The main floor features the Roen Saloon from the turn of the century, the Dorsey Parlor, items from the ghost town of Norway Town, and many displays depicting Empire's past. The lower level features a blacksmith's shop, wood working shop, railroad and shipping displays, the Empire Lumber Company display, a covered wagon,buggies and sleighs.
Nestled in the woods behind the main building, you'll find a unique one-room schoolhouse with such features as a water pump, an outhouse and wood burning stove.
The blacksmith shop features many original items from two former shops in Empire. Blacksmith "Henry Verno" will tell you all about it as he slaves away in this wonderful turn of the century shop.

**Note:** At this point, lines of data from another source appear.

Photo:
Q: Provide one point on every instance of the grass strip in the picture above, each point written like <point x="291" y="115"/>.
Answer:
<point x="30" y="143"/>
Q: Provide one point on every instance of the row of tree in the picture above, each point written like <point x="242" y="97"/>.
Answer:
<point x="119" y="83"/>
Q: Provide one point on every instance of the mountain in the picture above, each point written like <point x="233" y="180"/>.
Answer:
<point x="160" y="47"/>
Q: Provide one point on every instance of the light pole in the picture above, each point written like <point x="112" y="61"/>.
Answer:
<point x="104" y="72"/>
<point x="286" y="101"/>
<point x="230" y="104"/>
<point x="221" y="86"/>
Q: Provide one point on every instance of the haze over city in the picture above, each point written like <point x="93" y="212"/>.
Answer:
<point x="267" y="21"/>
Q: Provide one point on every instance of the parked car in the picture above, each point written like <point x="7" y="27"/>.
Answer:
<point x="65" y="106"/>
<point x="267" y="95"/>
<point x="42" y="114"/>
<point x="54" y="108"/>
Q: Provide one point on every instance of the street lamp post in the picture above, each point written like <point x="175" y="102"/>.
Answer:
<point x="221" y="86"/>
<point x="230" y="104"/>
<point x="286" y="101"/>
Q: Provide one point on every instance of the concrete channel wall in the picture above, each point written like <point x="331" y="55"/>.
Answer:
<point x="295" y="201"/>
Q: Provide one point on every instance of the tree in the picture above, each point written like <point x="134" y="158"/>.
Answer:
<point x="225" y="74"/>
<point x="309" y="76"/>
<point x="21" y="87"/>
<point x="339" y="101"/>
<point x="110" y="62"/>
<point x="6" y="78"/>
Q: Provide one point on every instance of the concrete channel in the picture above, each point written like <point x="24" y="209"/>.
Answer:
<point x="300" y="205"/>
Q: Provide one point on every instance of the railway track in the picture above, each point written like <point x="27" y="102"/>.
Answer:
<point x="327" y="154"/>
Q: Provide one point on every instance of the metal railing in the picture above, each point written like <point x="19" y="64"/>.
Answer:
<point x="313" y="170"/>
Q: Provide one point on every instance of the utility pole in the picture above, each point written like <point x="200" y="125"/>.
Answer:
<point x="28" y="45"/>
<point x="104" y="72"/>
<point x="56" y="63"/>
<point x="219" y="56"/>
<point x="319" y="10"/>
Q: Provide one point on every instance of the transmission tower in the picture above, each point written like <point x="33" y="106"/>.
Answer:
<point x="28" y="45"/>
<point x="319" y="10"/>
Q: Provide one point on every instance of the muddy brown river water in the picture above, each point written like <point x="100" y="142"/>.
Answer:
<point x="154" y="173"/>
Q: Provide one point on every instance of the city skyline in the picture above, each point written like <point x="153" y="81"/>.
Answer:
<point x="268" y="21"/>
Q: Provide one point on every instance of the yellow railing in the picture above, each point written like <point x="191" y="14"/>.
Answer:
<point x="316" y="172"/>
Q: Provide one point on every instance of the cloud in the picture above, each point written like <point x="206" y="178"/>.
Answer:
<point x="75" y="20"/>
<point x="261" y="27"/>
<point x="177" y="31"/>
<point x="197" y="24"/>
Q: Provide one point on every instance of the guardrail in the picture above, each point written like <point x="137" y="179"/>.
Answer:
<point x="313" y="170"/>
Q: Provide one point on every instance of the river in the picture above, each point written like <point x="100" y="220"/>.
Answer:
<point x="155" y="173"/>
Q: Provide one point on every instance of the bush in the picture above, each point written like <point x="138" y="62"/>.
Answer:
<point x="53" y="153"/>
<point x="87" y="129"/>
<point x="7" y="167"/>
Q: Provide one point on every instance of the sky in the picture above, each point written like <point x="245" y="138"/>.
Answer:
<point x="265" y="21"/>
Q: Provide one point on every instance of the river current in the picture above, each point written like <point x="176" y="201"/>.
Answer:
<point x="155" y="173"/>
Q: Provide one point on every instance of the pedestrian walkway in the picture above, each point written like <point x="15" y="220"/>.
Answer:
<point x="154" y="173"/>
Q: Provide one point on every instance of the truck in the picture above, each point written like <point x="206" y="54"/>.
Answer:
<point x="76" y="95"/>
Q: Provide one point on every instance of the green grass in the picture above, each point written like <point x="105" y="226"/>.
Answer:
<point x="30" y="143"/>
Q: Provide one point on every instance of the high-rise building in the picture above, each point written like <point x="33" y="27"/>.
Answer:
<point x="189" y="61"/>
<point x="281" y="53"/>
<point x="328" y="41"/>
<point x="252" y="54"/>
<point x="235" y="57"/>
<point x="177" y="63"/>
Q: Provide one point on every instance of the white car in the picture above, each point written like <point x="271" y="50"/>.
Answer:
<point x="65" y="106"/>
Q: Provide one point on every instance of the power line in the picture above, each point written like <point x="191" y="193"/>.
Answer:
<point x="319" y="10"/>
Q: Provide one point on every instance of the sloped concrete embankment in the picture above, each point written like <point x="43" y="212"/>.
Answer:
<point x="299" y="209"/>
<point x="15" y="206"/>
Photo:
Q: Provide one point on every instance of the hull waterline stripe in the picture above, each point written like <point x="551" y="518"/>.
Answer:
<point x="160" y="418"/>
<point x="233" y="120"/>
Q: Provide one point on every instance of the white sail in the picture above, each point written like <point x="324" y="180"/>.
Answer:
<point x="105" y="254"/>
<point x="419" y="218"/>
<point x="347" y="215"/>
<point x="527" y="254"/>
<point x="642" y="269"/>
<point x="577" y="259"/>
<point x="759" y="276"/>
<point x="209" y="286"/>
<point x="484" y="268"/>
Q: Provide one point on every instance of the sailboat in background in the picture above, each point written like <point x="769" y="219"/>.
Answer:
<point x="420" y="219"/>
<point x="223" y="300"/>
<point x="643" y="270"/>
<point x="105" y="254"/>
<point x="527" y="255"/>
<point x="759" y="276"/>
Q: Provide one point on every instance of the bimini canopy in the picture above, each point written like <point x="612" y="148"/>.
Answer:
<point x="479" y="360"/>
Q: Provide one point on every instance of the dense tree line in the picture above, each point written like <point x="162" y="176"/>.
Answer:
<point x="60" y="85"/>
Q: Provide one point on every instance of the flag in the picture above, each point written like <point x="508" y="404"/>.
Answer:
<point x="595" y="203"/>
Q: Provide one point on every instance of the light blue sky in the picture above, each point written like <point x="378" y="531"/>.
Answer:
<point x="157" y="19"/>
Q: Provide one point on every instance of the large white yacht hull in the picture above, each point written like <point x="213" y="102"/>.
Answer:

Behind the school house, you'll find the Billy Beeman Barn with it's horse-drawn equipment, including a stagecoach, a hearse, buckboard, sleigh and much more.
Formerly situated on "downtown" Empire's Front Street, this building features a room with hand-pulled fire equipment used in the Village from 1898 'til 1949. The Diane E. Fischer Center is housed here.
This local Empire saloon operated between 1895 and 1924 and has been completely refurbished. It includes a wonderful 18 foot long cherry wood bar, all the fixtures, Mira music box, Edison phonograph, player piano many other the features of a turn of the century saloon.